‘One Word’: FRUSTRATION
My ‘One Word’ this week is: FRUSTRATION
We hear it all the time: to win as an entrepreneur you need discipline and consistency. And that’s true.

But there’s another force that quietly derails more businesses than we admit:
𝐅𝐑𝐔𝐒𝐓𝐑𝐀𝐓𝐈𝐎𝐍
Here’s the reality: getting the foundation of your business proposition right takes years. Things rarely work the first time. It’s easy to give up. Most people do.
And the ones who succeed? They aren’t always smarter. They just learn to handle frustration, like a muscle that gets easier to flex over time.
I know this because I’m in year eight of building my ‘𝐎𝐧𝐞 𝐖𝐨𝐫𝐝’ platform. And trust me, the frustration has been real.
What’s helped me? A simple process I call 𝐌𝐨𝐯𝐞 𝐚𝐧𝐝 𝐈𝐦𝐩𝐫𝐨𝐯𝐞.
After every engagement, whether speaking on stage or working 1:1 with a client, I ask myself three questions:
✅ What worked and should be repeated?
✅ What didn’t work and should stop?
✅ What can be improved to be clearer next time?
Frustration shrinks when I shift from obsessing about the “perfect” version to listening in real time and adjusting.
Sometimes we’re too close to our own ideas to see the forest through the trees. Outside input and small course corrections keep the ball moving forward.

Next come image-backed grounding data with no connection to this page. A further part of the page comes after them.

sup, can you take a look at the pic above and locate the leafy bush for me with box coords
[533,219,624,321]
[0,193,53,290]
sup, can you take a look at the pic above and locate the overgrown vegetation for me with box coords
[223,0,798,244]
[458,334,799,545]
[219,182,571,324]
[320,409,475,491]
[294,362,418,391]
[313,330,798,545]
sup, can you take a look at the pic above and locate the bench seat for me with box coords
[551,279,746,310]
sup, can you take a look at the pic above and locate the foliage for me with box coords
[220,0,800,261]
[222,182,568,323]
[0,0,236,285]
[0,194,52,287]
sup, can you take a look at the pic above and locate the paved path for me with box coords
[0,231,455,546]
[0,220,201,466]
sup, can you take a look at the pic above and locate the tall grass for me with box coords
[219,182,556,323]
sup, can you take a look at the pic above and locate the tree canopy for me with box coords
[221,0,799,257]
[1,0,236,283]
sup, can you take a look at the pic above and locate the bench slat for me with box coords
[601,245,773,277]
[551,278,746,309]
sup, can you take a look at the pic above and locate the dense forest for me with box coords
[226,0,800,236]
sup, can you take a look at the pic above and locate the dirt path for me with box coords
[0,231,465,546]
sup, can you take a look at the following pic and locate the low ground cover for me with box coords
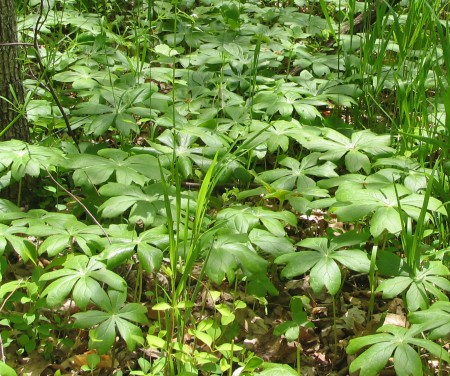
[0,0,449,375]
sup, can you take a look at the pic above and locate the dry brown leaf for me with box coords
[61,350,117,370]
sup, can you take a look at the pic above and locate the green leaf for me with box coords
[73,290,147,354]
[67,151,161,187]
[331,202,378,222]
[38,234,71,256]
[91,267,127,292]
[215,343,243,352]
[204,234,267,284]
[0,141,63,180]
[401,194,447,215]
[370,206,402,237]
[86,354,100,370]
[349,342,396,375]
[310,257,341,295]
[92,318,117,354]
[116,113,138,136]
[332,250,370,273]
[293,103,321,121]
[191,330,212,348]
[73,310,111,327]
[0,199,19,213]
[376,251,406,276]
[285,326,300,342]
[409,301,450,339]
[44,275,78,307]
[40,255,125,308]
[52,65,114,89]
[72,276,106,310]
[152,302,171,311]
[217,206,297,236]
[88,114,116,136]
[291,296,310,325]
[90,286,111,311]
[345,149,371,174]
[405,282,429,311]
[376,276,412,298]
[3,232,37,264]
[346,333,395,354]
[98,183,165,226]
[297,237,328,252]
[256,363,298,376]
[393,344,422,376]
[137,243,163,273]
[258,153,338,191]
[146,334,167,349]
[276,251,321,279]
[115,317,144,351]
[99,196,140,218]
[72,103,114,115]
[154,43,179,57]
[0,362,17,376]
[0,280,26,299]
[249,229,295,258]
[408,337,450,362]
[100,243,135,269]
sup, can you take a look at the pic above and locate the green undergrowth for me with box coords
[0,0,449,375]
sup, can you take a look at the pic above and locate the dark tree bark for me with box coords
[0,0,29,141]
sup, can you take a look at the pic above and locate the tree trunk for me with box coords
[0,0,29,142]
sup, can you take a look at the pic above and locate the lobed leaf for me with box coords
[349,342,397,376]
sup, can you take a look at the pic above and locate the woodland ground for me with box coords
[0,0,450,375]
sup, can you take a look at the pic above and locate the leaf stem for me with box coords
[45,169,111,244]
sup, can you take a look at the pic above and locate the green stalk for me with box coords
[249,35,261,118]
[331,294,338,360]
[318,0,336,46]
[408,159,440,271]
[175,153,219,298]
[228,339,235,376]
[432,3,450,134]
[368,240,378,320]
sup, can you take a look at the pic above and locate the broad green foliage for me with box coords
[73,289,148,354]
[258,153,338,190]
[202,231,268,285]
[153,127,228,178]
[331,184,447,237]
[65,148,163,186]
[409,301,450,339]
[249,119,302,153]
[0,141,63,187]
[347,324,450,376]
[0,0,448,374]
[376,252,450,311]
[0,223,37,267]
[0,363,17,376]
[276,231,370,295]
[256,363,298,376]
[98,225,168,272]
[26,214,103,256]
[217,206,297,237]
[98,181,198,227]
[40,254,126,309]
[299,128,394,174]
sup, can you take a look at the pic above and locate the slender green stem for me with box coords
[228,339,234,376]
[368,241,378,320]
[331,294,338,360]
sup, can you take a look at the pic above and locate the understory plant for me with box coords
[0,0,448,375]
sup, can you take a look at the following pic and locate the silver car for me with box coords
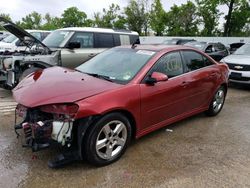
[221,43,250,84]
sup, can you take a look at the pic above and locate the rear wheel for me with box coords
[206,86,226,116]
[83,113,132,166]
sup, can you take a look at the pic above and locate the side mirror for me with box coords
[68,42,81,49]
[145,72,168,85]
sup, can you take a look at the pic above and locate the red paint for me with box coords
[12,45,229,139]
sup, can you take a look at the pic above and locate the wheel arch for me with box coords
[76,109,137,160]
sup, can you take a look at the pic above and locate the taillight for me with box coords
[40,104,79,117]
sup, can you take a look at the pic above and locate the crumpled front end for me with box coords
[15,103,76,152]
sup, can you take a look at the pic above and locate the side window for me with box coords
[95,33,114,48]
[205,45,213,53]
[130,35,140,44]
[203,56,214,66]
[69,32,93,48]
[31,32,42,41]
[152,52,184,78]
[120,35,130,45]
[182,50,205,71]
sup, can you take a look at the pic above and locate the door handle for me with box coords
[181,81,190,87]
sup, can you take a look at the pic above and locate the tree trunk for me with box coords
[223,0,235,37]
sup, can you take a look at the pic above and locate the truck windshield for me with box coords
[43,30,74,48]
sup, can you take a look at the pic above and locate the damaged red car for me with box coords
[13,45,229,167]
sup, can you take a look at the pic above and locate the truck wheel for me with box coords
[83,113,132,166]
[19,67,41,81]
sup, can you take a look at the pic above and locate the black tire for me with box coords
[83,113,132,166]
[205,86,226,116]
[19,67,41,81]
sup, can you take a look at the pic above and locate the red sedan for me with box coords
[13,45,229,167]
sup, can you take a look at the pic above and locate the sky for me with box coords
[0,0,227,25]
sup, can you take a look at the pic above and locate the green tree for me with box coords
[42,13,62,30]
[220,0,250,36]
[18,11,42,29]
[124,0,148,35]
[0,13,12,30]
[61,7,90,27]
[166,1,199,36]
[93,4,126,29]
[150,0,166,36]
[196,0,221,36]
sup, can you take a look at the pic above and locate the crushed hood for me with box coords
[0,16,50,52]
[12,67,122,108]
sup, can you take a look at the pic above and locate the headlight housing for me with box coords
[40,104,79,118]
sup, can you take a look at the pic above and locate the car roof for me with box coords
[117,44,198,52]
[57,27,139,35]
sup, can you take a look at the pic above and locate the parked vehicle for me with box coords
[162,38,196,45]
[0,17,60,89]
[0,31,10,41]
[0,30,50,52]
[0,17,139,89]
[221,43,250,84]
[184,41,229,61]
[42,27,140,68]
[13,44,229,167]
[229,42,245,54]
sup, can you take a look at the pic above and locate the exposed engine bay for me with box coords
[15,104,74,152]
[0,16,61,89]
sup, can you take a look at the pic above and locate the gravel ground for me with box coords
[0,85,250,188]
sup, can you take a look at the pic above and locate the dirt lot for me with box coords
[0,85,250,188]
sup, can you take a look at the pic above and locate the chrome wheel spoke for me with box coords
[96,138,107,150]
[116,138,125,147]
[114,123,124,135]
[106,146,113,158]
[103,125,111,137]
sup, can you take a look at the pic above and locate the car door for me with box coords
[61,32,101,68]
[181,50,219,110]
[140,51,191,130]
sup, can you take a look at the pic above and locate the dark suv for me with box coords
[184,41,229,61]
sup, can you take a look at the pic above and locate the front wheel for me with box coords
[83,113,132,166]
[205,86,226,116]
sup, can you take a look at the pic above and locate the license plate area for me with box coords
[230,72,242,79]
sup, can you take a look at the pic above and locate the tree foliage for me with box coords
[166,1,199,36]
[18,11,42,29]
[1,0,250,36]
[124,0,149,35]
[93,4,126,29]
[220,0,250,36]
[60,7,90,27]
[196,0,221,36]
[150,0,166,36]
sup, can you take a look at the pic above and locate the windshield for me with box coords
[76,48,156,84]
[184,42,206,50]
[43,30,73,47]
[234,44,250,55]
[2,34,17,43]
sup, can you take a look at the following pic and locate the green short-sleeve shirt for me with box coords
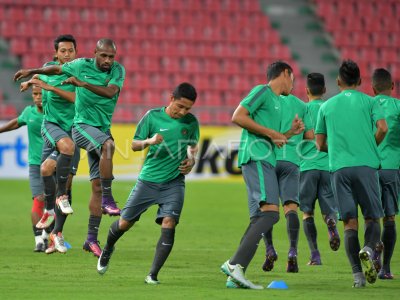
[39,61,76,132]
[17,105,44,165]
[237,85,282,167]
[275,94,313,166]
[300,100,329,171]
[62,58,126,132]
[375,94,400,169]
[134,107,200,183]
[315,90,384,171]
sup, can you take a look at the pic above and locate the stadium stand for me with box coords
[313,0,400,96]
[0,0,301,124]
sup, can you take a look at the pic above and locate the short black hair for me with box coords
[172,82,197,102]
[372,68,392,92]
[267,61,293,81]
[338,60,360,86]
[96,38,116,51]
[307,72,325,96]
[54,34,77,51]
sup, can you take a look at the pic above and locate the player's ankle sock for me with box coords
[231,211,279,269]
[303,217,318,251]
[364,220,381,250]
[88,215,101,241]
[105,220,125,250]
[382,220,396,270]
[286,210,300,249]
[56,154,73,197]
[33,225,42,237]
[149,228,175,277]
[101,178,113,197]
[344,229,362,273]
[42,175,56,211]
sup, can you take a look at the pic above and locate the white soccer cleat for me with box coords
[220,260,263,290]
[51,232,68,253]
[56,195,73,215]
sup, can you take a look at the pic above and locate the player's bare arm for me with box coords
[315,133,328,152]
[14,65,62,81]
[28,78,75,103]
[375,118,388,145]
[232,104,288,148]
[131,133,164,152]
[63,76,120,99]
[179,144,198,175]
[0,118,20,133]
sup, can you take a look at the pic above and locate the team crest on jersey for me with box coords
[181,128,188,136]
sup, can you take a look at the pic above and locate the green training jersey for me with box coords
[62,58,125,132]
[39,61,75,132]
[375,94,400,169]
[237,85,282,167]
[134,107,200,183]
[17,105,44,165]
[315,90,384,172]
[275,94,313,166]
[300,99,329,172]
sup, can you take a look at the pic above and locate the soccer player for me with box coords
[0,85,47,252]
[261,92,314,273]
[315,60,387,287]
[97,82,199,285]
[298,73,340,266]
[371,68,400,280]
[20,34,80,254]
[220,61,305,289]
[14,38,126,257]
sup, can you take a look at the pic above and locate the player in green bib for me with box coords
[0,86,46,252]
[97,83,199,285]
[371,68,400,280]
[220,61,305,289]
[315,60,387,287]
[19,35,80,255]
[299,73,340,266]
[14,38,126,258]
[262,93,314,273]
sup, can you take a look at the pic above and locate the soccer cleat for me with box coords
[286,248,299,273]
[307,250,322,266]
[327,218,340,251]
[45,238,56,254]
[36,211,55,229]
[83,240,102,257]
[352,272,366,288]
[56,194,73,215]
[372,241,384,273]
[378,269,394,280]
[52,232,68,253]
[145,274,160,285]
[33,242,46,252]
[226,276,243,289]
[101,196,121,216]
[359,246,377,284]
[220,260,263,289]
[97,247,115,275]
[262,245,278,272]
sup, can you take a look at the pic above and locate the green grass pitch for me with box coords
[0,179,399,299]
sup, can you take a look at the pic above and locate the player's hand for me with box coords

My ‘𝐎𝐧𝐞 𝐖𝐨𝐫𝐝’ platform started as a philosophy I developed in corporate branding. Then one day, I applied it to my son’s personal brand. The result? He got into his dream college, Cornell University. That was my proof point.
I quit my 25+ year career to build this ‘𝐎𝐧𝐞 𝐖𝐨𝐫𝐝’ Personal Branding platform. Did I know exactly what I was doing?
No. Was I frustrated? Incredibly.
But I believed too deeply that people need a way to stop defining their identity by what they do and start defining it by who they are, their core value.
Your 𝐜𝐨𝐫𝐞 𝐯𝐚𝐥𝐮𝐞 is the impact you create for others, not the titles or trophies you collect. It’s unshakable, timeless, and entirely yours.
That’s the power of my ‘𝐎𝐧𝐞 𝐖𝐨𝐫𝐝’ platform. And I want the world to experience this transformation like my son did.
Here’s the lesson:
Frustration is not a signal to quit. It’s fuel, if you let it be. Use it to listen, learn, and improve in real time.
Confidence is built in the process, not before it.
How do you handle frustration when building something that matters?